ATLANTA, Georgia – Democratic Senate candidate Michelle Nunn and Republican David Perdue hammered away at each other in a debate Sunday over Perdue’s outsourcing work and Nunn’s ties to President Obama, just days before voters go to the polls in what surveys indicate is one of the closest races in the country.
The energy outside the debate site was noticeably high, with dozens of supporters lined up around the block cheering on their candidates with Nunn and Perdue signs.
Just as she did in their previous debate, Nunn brought Perdue’s testimony up early and repeated it often on Sunday.

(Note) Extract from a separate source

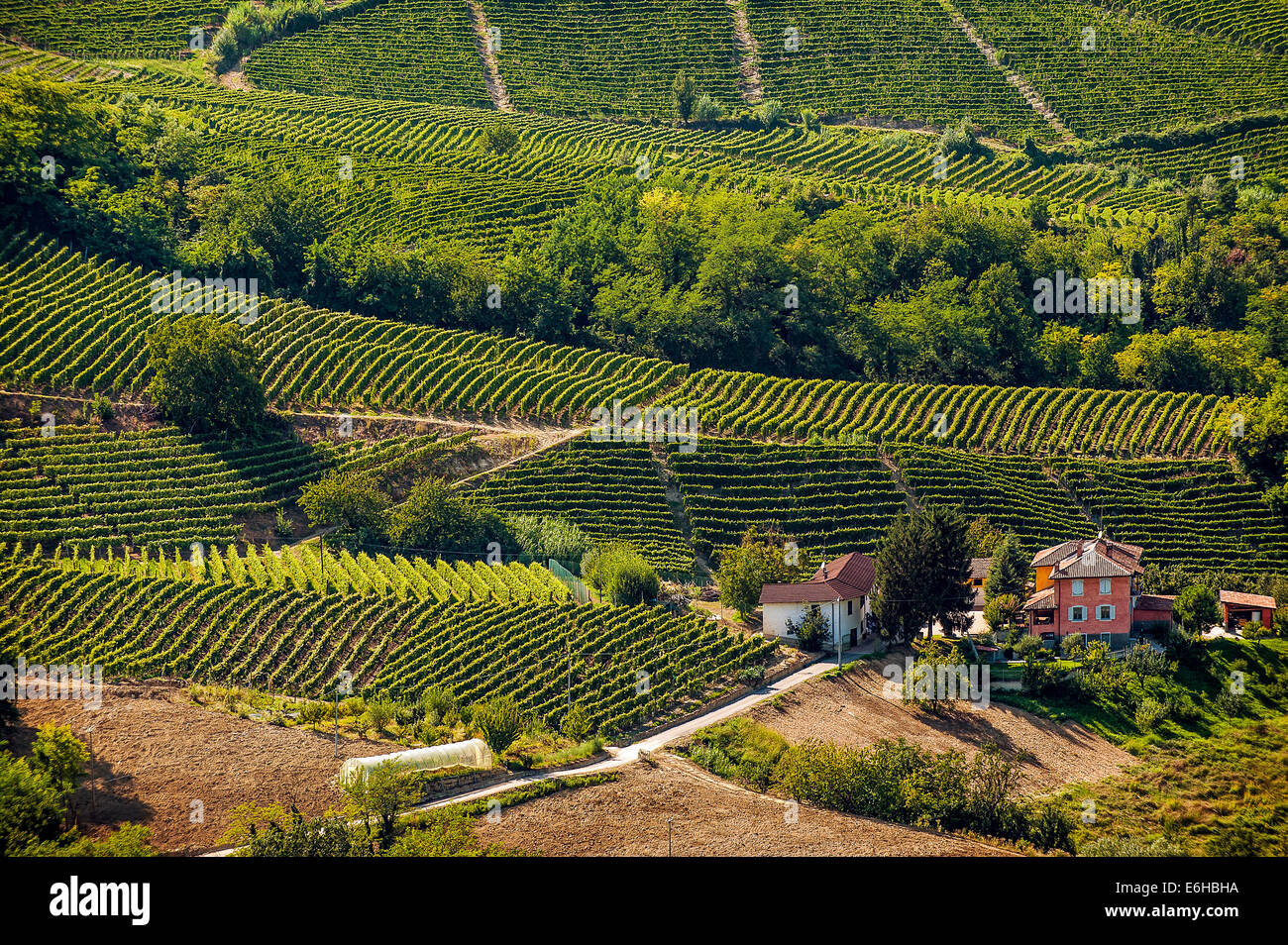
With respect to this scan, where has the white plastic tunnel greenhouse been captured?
[340,738,492,783]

“When, I think about this race I think about a real contrast that we have and it is between someone who spent their life right here in Georgia for 26 years mobilizing volunteers and building communities and someone who, by their own words has spent their career, the majority of it, outsourcing jobs,” Nunn said.
Perdue said some of the outsourcing claims were false and that his work in Asia at companies like Sara Lee entailed production overseas that was not necessarily tied to American operations.
“[The testimony] never says I outsourced jobs, not one time,” he said.
But Perdue has openly defended some unambiguous outsourcing moves in the past, such as his decision to shift clothing production overseas while an executive at Haggar’s to cut costs.
“We very definitely looked at trying to maintain as much volume as we could [in America],” Perdue told msnbc in April. “The problem was if you looked at the cost sheet of a product made in Mexico versus a product made in South Texas … the Mexican product had an advantage.”
While he was not as direct on Sunday, he did suggest that attacks on outsourcing were naïve in the context of broader economic pressures. He noted during the debate that he had successfully added thousands of American jobs as CEO of Dollar General largely by selling cheaper products made overseas.
“At Dollar General we created almost 20,000 jobs in about four years and yet we outsourced almost every product we sold in our stores,” he said. “I am proud of the fact that we helped our customers get from payday to payday.”
Just as Nunn was eager to turn the topic to outsourcing, Perdue was aggressive in trying to tie his opponent to President Obama.
“Now as you support Obamacare, Common Core, higher taxes, amnesty, and the economic policies that have failed and actually generated more people out of work now than at any time since Jimmy Carter, isn’t a vote for you just a vote for Barack Obama?” Perdue asked Nunn.
Nunn said she disagreed with the president on a number of issues, including her support for rapid approval of the Keystone pipeline, her concern about the debt, and her opposition to cuts to defense spending, but favored him on issues like raising the minimum wage.
“I’ve probably spent maybe 45 minutes of my life with President Obama,” she said. “I spent seven years running President George H.W. Bush’s Points of Light Foundation.”
Nunn stressed over and over again her willingness to work with the other side in the Senate, accusing Perdue of being too focused on attacking Obama and Democrats to do so himself.
“I don’t think its about prosecuting the other party, I think it’s about problem solving,” she said.
“When you have a failed presidency you have to prosecute it because we deserve better then we’re getting right now,” Perdue responded. “The problem is when we look at the direction of this country we got to make a hard right hand turn.”
Both candidates come from political families – Nunn’s father is former Senator Sam Nunn and Perdue’s cousin is former governor Sonny Perdue – but are running as an outsiders based on their impressive resumes outside of government. Nunn ran George H.W. Bush’s Points of Light Foundation, a volunteer organization, while Perdue spent decades in business leading companies like Dollar General and Reebok.
Perdue told reporters after the debate that the “hard right hand turn” was “a metaphorical statement, not a political statement.”
Polls show Swafford picking up an average of 3.8 percentage points in the race. She could potentially play a major role even at that level of support, because Georgia law requires a January runoff between the top two vote getters if no candidate cracks the 50% mark on election day.